For anything that spans more than a handful of files, use a worktree:

Terminal window
scripts/setup-worktree.sh feature/my-contribution
Terminal window
make -j # build binary only
./build/bin/helix-screen --test -vv # run with mock printer, verbose logs
make test-run # build and run the full test suite

For UI iteration without rebuilding after every XML edit:

Terminal window
HELIX_HOT_RELOAD=1 ./build/bin/helix-screen --test -vv
# edit XML → save → switch panels → see changes live

Test at multiple breakpoints before submitting. At minimum: -s 480x320, -s 800x480, -s 1024x600. See UI_CONTRIBUTOR_GUIDE.md § Screen Breakpoints.

  • Subject line: type(scope): summary — e.g., feat(retraction): add settings overlay.
  • For bug fixes, include the GitHub issue reference: fix(scope): thing (prestonbrown/helixscreen#123).
  • Keep commits focused.
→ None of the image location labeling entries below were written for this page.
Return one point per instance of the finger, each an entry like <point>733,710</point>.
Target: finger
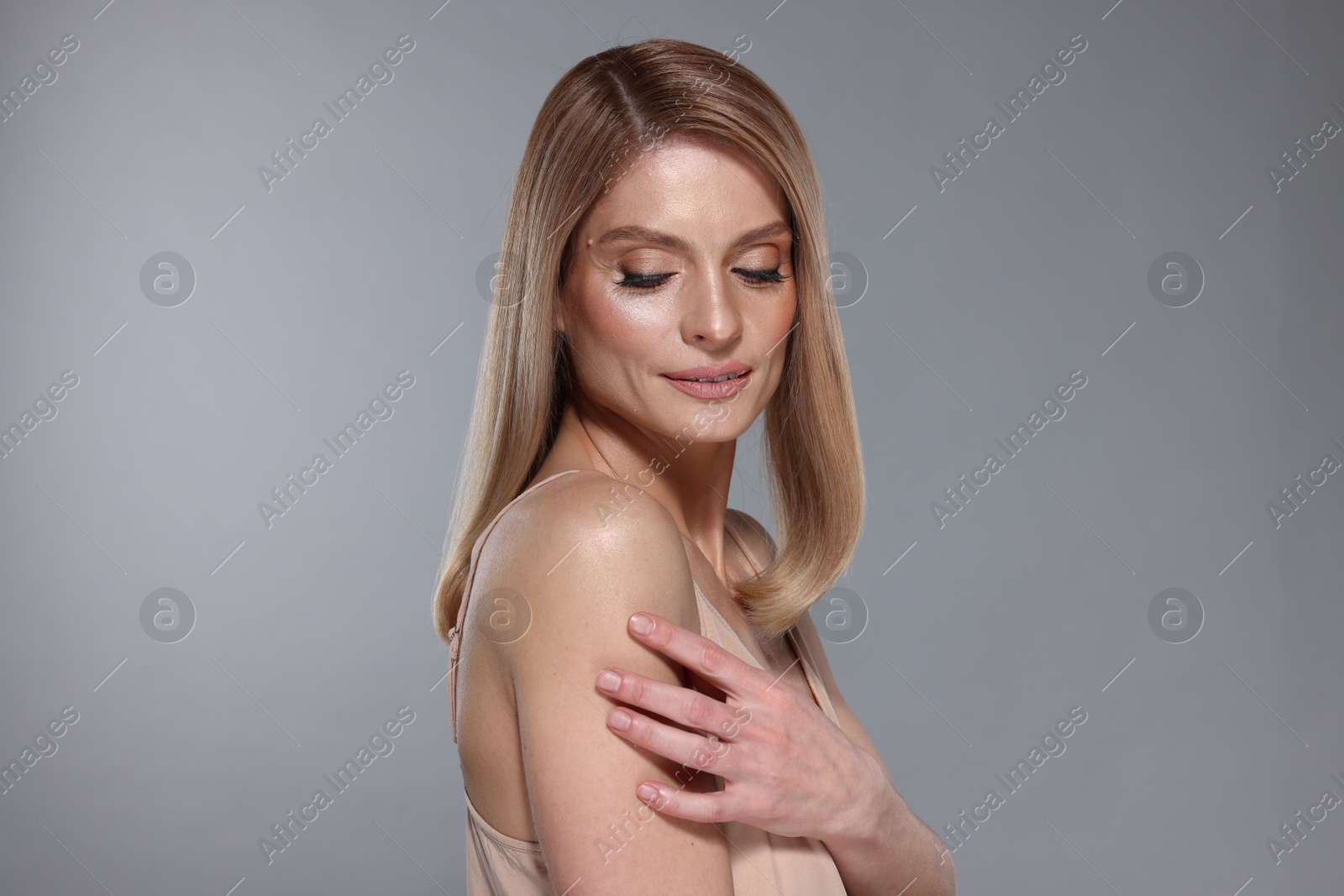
<point>709,808</point>
<point>685,747</point>
<point>671,701</point>
<point>701,656</point>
One logical change per commit.

Work through CONTRIBUTOR_GOTCHAS.md § “Before You Submit”. It’s a pre-flight checklist for the silent-failure traps.

Open a PR on prestonbrown/helixscreen — that’s how we coordinate changes, discuss tradeoffs, and keep a paper trail of decisions. Describe what the change does and why, and link any related issues. Screenshots of UI changes at multiple breakpoints go a long way.


Once the retraction overlay makes sense, these are the next docs to read in order:

Read nextWhy
CONTRIBUTOR_GOTCHAS.mdThe “if you see X, you forgot Y” reference for silent failures
UI_CONTRIBUTOR_GUIDE.mdDeeper on breakpoints, tokens, semantic widgets
LVGL9_XML_GUIDE.mdFull XML attribute and widget reference
MODAL_SYSTEM.mdIf your contribution is a modal rather than an overlay
DEVELOPER_QUICK_REFERENCE.mdCode patterns for specific scenarios
TRANSLATION_SYSTEM.mdWhen you add user-visible strings

And if you hit a wall, the fastest debug is: find the closest-shaped sibling in src/ui/ and diff your code against it.